A lot of students (and me) have the ability to study for a test, ace the test, and then in a few weeks forget it all. I had an 8 week statistics class that I remember nothing from because it went by too fast. So what do tests really measure? They measure the ability of a student to memorize and take the test. Why can’t we focus on individual talent and strive to motivate students to pursue those strengths? Not everyone is going to be a scientist, an engineer or a doctor, and we need people to fill all kinds of jobs. 
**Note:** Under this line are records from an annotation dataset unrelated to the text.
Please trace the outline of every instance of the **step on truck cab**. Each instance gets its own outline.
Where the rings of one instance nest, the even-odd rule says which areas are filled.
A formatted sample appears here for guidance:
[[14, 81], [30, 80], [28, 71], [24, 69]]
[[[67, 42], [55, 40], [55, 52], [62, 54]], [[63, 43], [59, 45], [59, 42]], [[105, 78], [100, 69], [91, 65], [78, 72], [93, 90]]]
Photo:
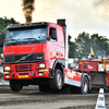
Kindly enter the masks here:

For more thoughts on Common Core, here are some links:


Why Young Kids are Struggling with Common Core Math

Common Core Massive Risky Experiment on your Kids

College and Work Ready

What's in Common Core

Lastly (after some research) I bought my own math curriculum and I have been doing it with daughter.   

4 comments:

Alex J. Cavanaugh said...

The ability to memorize and pass the test - you nailed it there.
School is actually the opposite of life. With school, it's the lesson and then the test, which as you stated, is the ultimate and they must pass. Life throws the test at you first (which you often fail) and then the lesson is learned.
And we wonder why so many kids today can't handle reality...

Julia Hones said...

I'm glad you wrote this.
I wrote something related to this subject on my blog.
When I was nine years old I was very stressed over maths because I did not have the maturity to understand certain mathematical activities/ concepts. Later in life, when I was seventeen I began to love maths.
Schools systems are short-sighted and narrow-minded. They don't understand the real purpose of education. Each kid has a unique set of talents and each kid has his/her own time to learn something. The system works like a fast food chain. It is obsolete.

Michael Offutt, Phantom Reader said...

I sympathize with the problems you've exposed here. Educational quality is dropping fast in the United States. It does worry me, and math is one of those subjects that's exceedingly more important with each passing year. All the careers of the future will depend on math. Creativity and design are skills that practically everyone possesses and therefore, they are treated much like a penny stock is (without value). I hope that for your child's sake (and those of countless generations to follow) that the issue gets addressed or the United States is done for as a world leader and might as well resign itself to the same fate as Britain.

Michael Offutt, Phantom Reader said...

I thought I commented on this post once. Hmm. Without math, you don't get very far in this world.